When you think things like, “I shouldn’t still be crying, what’s wrong with me?” or “Sadness is bad, if I were strong I would be able to stop crying.” “I just want this to go away!”, you are judging yourself and the sadness as a bad thing. And when you judge yourself this way, you are telling yourself that there is something wrong with you, which in turn makes you feel even worse.
Stop judging yourself for being sad!
Accept that you are sad and that it’s okay.
Now, I’m not advocating sitting in sadness forever. Wallowing in your misery or using it as an excuse to play a victim and blame.
I’m talking about going ahead and feeling the sadness at the end of your relationship, not repressing it, stuffing it away, or beating yourself up about it. Just know it’s okay to feel sadness. Sadness is not weakness.
Sadness is a time of growth and change.
Times of sadness force us to turn inward. These are times of introspection. It’s impossible to ignore the sadness forever, no matter how hard you try.
When you are sad, you evaluate what is important to you.
Also, the sadness you are feeling and the tears you are shedding are not just over the loss of your ex and the relationship.
There are far more changes happening.
You are shedding your old identity before stepping into a new one.
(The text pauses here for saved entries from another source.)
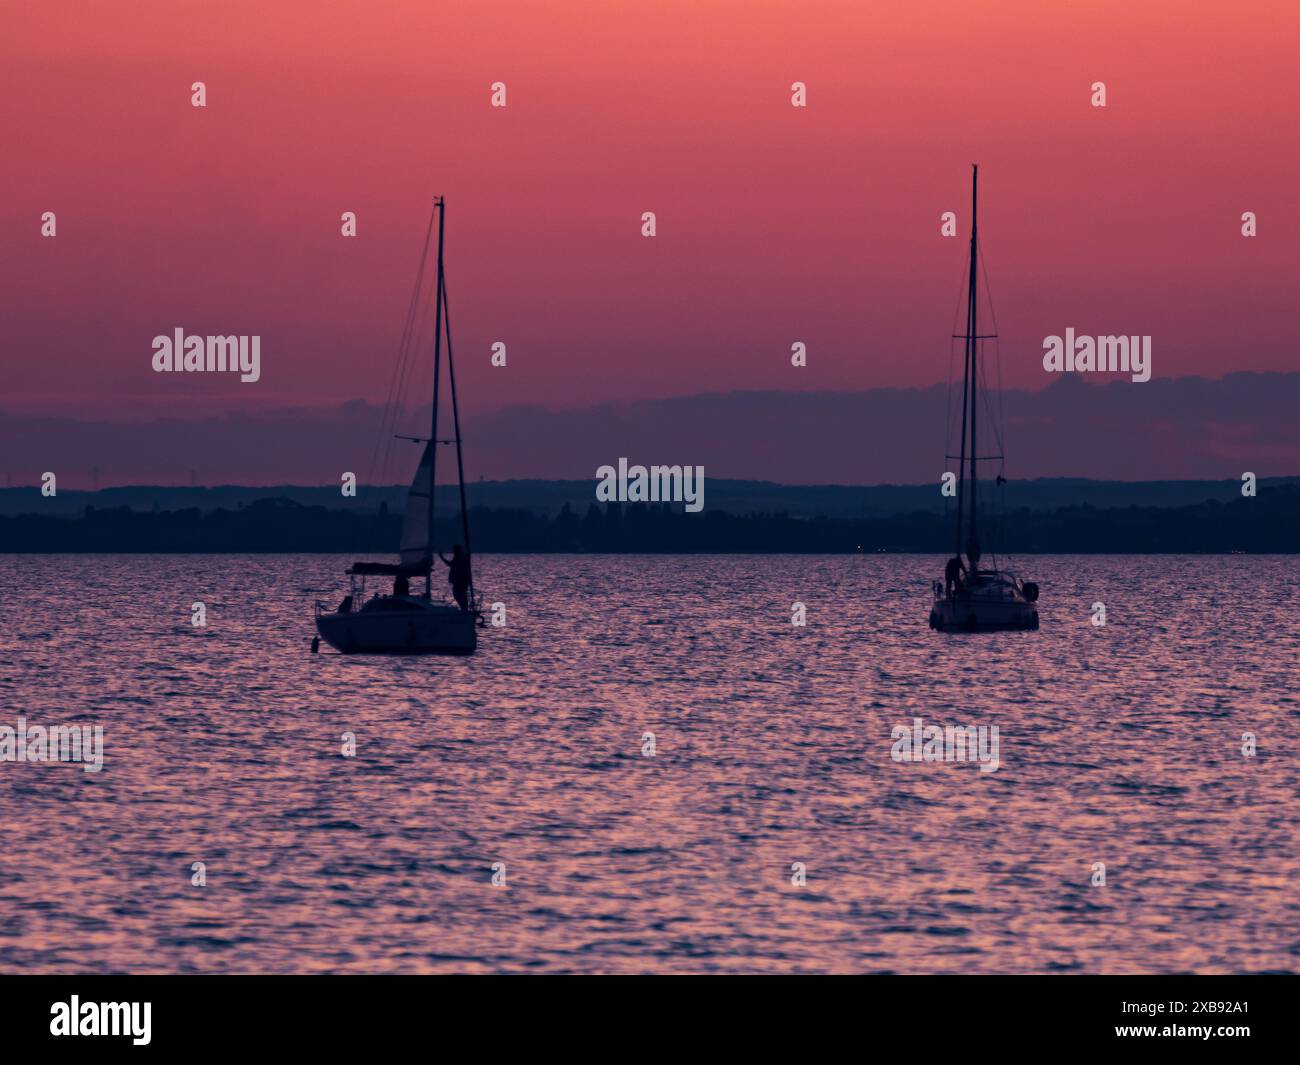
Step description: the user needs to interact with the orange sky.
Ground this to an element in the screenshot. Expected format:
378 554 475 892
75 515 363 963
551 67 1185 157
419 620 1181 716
2 0 1297 417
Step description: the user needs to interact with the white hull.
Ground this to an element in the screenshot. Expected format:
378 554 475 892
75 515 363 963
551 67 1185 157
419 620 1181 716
316 597 477 655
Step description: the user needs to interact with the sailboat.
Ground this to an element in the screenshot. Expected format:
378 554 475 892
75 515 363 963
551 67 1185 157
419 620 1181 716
928 167 1039 633
315 197 481 654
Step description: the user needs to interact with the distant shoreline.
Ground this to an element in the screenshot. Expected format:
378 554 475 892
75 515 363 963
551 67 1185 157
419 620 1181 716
2 488 1297 554
4 475 1298 518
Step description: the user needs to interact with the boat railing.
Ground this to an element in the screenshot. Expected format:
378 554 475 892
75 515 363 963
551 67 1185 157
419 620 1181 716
316 595 355 618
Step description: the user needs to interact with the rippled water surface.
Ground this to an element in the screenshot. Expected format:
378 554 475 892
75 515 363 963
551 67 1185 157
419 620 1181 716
1 554 1297 973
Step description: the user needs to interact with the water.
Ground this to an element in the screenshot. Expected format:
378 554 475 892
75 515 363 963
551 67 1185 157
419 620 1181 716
1 554 1296 974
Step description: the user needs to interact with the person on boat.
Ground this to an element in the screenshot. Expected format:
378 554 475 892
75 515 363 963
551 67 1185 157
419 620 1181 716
393 574 410 597
967 539 982 581
944 555 966 597
438 544 472 611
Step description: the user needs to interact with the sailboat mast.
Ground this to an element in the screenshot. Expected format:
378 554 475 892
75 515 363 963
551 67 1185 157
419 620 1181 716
442 272 475 606
954 283 970 559
966 165 979 564
427 196 446 588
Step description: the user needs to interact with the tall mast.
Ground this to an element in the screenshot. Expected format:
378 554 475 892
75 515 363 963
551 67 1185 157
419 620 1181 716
427 196 445 588
954 237 970 557
442 264 475 606
965 165 979 564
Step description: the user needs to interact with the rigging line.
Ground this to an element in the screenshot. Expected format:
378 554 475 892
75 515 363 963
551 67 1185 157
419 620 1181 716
945 336 957 524
352 202 435 559
365 204 437 500
384 276 437 487
439 272 475 605
975 340 1001 459
977 239 1006 465
945 252 970 496
374 222 431 486
974 228 1014 569
376 320 413 495
976 342 1001 466
374 350 411 514
972 336 1002 552
389 244 438 456
377 229 439 511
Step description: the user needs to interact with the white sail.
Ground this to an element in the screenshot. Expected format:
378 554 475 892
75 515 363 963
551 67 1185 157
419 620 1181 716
399 441 434 567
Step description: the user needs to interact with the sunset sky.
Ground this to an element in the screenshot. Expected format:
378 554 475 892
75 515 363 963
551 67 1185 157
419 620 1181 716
2 1 1298 482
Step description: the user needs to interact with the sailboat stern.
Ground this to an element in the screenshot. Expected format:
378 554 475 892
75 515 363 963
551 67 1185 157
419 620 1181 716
316 596 478 655
929 574 1039 633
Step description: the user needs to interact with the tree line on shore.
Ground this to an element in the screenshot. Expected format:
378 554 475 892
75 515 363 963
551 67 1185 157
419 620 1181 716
2 488 1297 553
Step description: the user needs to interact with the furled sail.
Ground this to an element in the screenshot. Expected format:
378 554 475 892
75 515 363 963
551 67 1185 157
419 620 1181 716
399 441 434 567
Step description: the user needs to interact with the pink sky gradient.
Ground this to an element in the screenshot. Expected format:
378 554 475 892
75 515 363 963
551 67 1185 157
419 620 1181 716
2 0 1298 425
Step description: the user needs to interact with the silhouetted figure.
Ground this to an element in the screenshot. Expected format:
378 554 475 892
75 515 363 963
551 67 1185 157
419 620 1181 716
439 544 472 612
944 555 965 597
393 574 410 597
967 539 982 579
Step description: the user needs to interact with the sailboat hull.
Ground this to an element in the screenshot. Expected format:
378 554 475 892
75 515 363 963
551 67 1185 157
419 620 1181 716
929 597 1038 632
316 598 478 655
929 573 1039 632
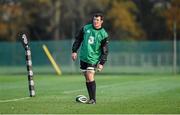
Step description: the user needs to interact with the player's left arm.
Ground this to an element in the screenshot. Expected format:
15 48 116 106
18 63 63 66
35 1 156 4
99 37 109 65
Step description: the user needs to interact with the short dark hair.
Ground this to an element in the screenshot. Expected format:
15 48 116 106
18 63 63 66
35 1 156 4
93 13 104 20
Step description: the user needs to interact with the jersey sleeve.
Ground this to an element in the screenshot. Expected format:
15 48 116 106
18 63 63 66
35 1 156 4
99 37 109 65
72 27 84 53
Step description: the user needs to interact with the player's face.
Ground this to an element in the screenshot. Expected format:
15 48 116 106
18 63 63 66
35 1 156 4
93 16 103 29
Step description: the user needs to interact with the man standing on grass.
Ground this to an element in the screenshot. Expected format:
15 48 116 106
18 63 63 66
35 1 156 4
71 13 109 104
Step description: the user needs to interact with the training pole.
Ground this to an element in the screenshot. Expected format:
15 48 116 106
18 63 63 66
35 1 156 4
21 34 35 97
42 44 62 76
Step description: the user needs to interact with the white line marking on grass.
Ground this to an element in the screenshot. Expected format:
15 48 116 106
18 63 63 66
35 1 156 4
63 89 85 94
62 78 166 94
63 84 120 94
0 97 30 103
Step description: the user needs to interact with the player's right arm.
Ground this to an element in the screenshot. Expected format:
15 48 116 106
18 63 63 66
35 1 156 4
72 28 84 61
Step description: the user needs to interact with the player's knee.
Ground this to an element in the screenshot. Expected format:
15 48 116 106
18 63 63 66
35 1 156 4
85 72 94 82
86 78 94 82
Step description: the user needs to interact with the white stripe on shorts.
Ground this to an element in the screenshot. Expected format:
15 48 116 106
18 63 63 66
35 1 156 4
81 69 95 73
87 67 95 70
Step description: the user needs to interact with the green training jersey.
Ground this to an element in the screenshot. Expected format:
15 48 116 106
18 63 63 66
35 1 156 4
80 24 108 64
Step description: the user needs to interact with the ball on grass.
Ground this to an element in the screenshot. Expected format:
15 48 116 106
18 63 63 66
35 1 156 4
75 95 88 103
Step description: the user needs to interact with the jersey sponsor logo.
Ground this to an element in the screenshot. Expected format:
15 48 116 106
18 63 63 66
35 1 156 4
88 36 94 44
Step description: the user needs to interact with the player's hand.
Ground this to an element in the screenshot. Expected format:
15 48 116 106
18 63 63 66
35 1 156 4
97 64 103 72
71 53 77 61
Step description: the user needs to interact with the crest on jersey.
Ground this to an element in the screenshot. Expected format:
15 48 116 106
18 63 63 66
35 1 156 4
88 36 94 44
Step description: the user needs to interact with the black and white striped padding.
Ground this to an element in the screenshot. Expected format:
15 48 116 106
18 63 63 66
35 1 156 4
21 34 35 97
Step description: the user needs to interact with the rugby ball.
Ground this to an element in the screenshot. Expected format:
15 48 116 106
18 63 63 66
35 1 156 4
75 95 88 103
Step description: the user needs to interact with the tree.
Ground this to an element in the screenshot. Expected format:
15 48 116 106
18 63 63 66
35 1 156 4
1 0 178 41
99 0 145 40
0 3 23 41
0 0 58 41
163 0 180 39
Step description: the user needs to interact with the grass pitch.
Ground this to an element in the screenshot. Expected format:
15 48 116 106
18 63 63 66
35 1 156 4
0 74 180 114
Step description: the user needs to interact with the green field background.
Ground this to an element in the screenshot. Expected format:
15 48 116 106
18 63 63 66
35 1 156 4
0 74 180 114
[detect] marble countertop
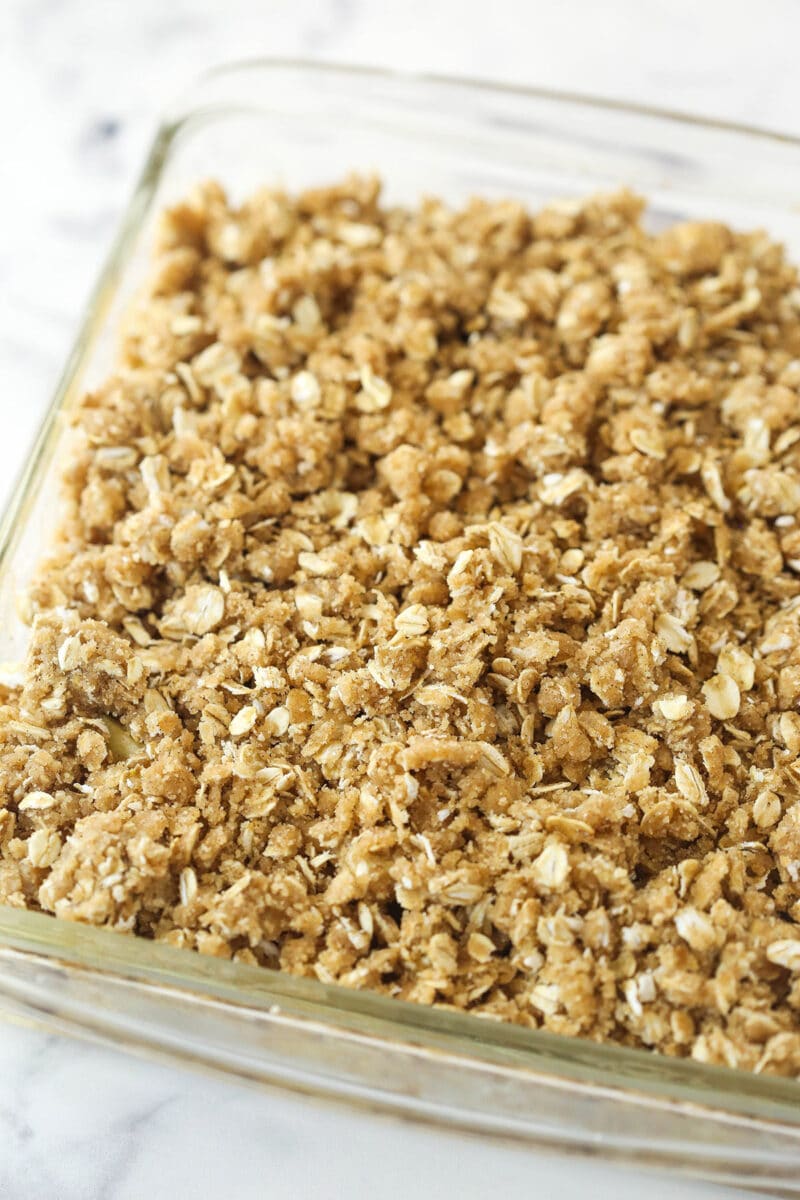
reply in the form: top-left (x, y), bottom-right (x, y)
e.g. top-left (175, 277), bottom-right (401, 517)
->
top-left (1, 1), bottom-right (799, 1195)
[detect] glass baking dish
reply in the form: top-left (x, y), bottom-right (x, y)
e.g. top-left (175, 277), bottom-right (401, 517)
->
top-left (2, 60), bottom-right (800, 1194)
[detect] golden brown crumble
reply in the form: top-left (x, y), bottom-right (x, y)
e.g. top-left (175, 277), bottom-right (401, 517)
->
top-left (4, 176), bottom-right (800, 1074)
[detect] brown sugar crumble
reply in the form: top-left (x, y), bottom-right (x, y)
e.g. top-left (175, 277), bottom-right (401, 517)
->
top-left (5, 176), bottom-right (800, 1075)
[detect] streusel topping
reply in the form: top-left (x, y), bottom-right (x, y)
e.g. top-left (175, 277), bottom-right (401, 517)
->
top-left (3, 176), bottom-right (800, 1075)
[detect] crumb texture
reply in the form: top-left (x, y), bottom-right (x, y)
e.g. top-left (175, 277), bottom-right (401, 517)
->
top-left (4, 177), bottom-right (800, 1075)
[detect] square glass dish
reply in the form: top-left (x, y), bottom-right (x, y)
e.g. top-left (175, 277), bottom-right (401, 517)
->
top-left (3, 59), bottom-right (800, 1193)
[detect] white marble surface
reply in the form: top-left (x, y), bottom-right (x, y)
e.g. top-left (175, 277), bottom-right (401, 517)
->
top-left (1, 1), bottom-right (800, 1196)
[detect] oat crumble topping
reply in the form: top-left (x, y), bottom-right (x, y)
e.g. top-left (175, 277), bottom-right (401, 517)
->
top-left (4, 176), bottom-right (800, 1074)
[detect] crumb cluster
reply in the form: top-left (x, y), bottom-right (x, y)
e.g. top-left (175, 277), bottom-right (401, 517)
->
top-left (4, 176), bottom-right (800, 1074)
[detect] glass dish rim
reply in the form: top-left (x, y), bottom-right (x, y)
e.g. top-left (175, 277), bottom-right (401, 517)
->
top-left (2, 56), bottom-right (800, 1123)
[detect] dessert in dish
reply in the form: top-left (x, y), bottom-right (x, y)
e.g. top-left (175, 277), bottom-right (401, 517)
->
top-left (3, 176), bottom-right (800, 1075)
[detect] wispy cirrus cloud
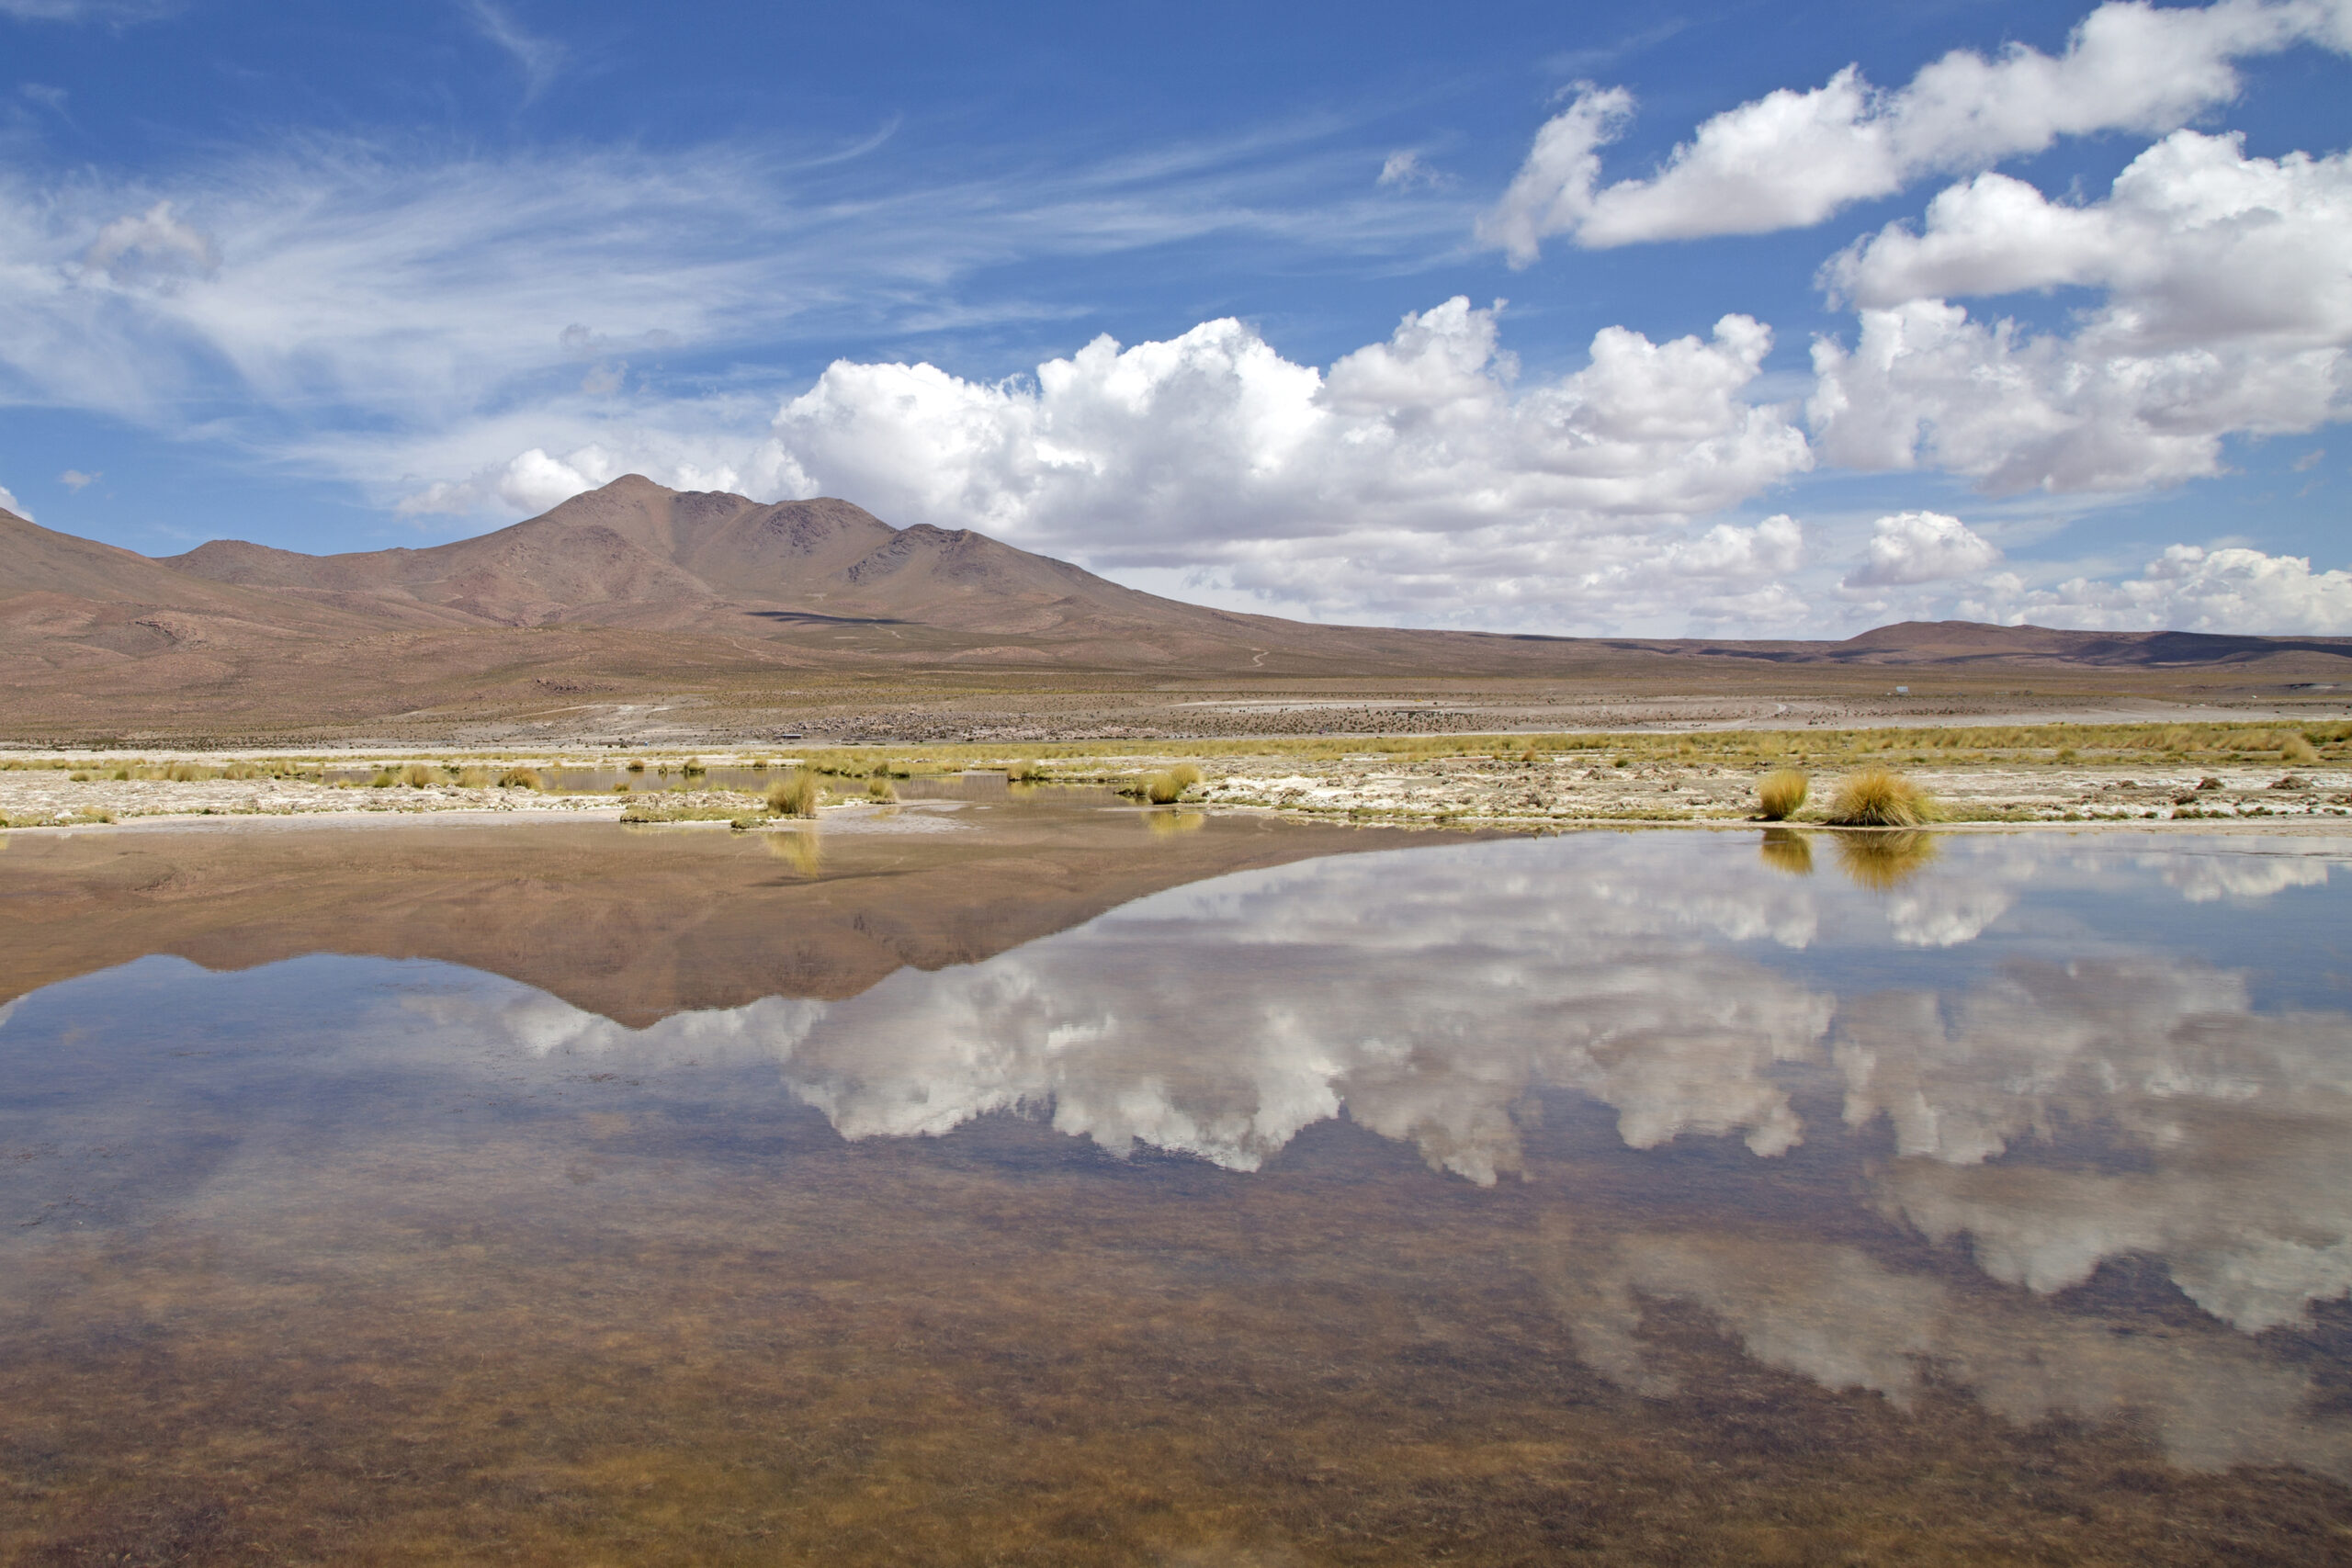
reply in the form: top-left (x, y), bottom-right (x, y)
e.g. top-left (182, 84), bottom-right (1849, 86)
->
top-left (0, 118), bottom-right (1469, 443)
top-left (460, 0), bottom-right (566, 101)
top-left (0, 0), bottom-right (179, 21)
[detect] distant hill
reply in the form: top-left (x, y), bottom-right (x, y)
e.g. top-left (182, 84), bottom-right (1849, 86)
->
top-left (4, 475), bottom-right (2348, 738)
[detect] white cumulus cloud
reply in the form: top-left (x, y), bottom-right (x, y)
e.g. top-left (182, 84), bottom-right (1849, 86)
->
top-left (1807, 126), bottom-right (2352, 496)
top-left (1843, 510), bottom-right (2002, 588)
top-left (0, 484), bottom-right (29, 520)
top-left (725, 298), bottom-right (1814, 627)
top-left (1966, 543), bottom-right (2352, 632)
top-left (1482, 0), bottom-right (2352, 260)
top-left (397, 300), bottom-right (1815, 630)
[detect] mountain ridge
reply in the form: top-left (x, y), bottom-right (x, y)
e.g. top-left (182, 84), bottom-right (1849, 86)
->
top-left (5, 475), bottom-right (2349, 739)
You are leaving the role of girlfriend or wife, leaving your “couple” identity behind. This was an identity you adopted and built over years. It was familiar and safe and now you are shedding that identity and stepping into your new “me” identity.
You may also be losing “couple” friends and feeling like an outsider in your social circle of couples.
You’re losing the future you had planned together and counted on.
It’s only natural to feel sadness as you shed your old life and identity. It was familiar to you. And now you are going out into the unfamiliar, the unknown, often not even sure who you even are anymore.
But that doesn’t mean that sadness is a bad thing. You are transforming, growing, and changing.
Often, you have to go through the dark, the sadness, to move into the light. On the other side is your new life. Full of possibility.
Instead of looking at sadness as something terrible, think of it as a transformation. A shedding of the old before you blossom into the new stronger version of you.
And about the crying? Well…
Science says crying is good for you!
According to scientific research, shedding emotional tears may be beneficial and exist for a purpose.
- Crying is an attachment behavior. Your tears are a non-verbal signal to others that you are in need of support. It draws people in to comfort you.
- Crying activates the parasympathetic nervous system which calms you and relaxes you.
- Shedding tears releases feel good chemicals including oxytocin and endorphins. This enhances your mood and may relieve emotional pain. Ever feel better after a good cry?
- Crying may help reduce stress. Scientists have found that emotional tears contain high levels of stress hormones.
Crying is your body’s own way of comforting you and releasing all that tension. It is signaling to others that you need support.
When you are overwhelmed by sadness, remember that you are going through a transformation, you are shedding your old life and identity and stepping into a new life. Stop judging yourself and beating yourself up for crying and feeling sad. You won’t feel this way forever. Realize it’s an emotion and emotions pass with time.
You’ll be okay. We all go through a period of sadness during a breakup. It means you are growing and transforming before moving into your new amazing future.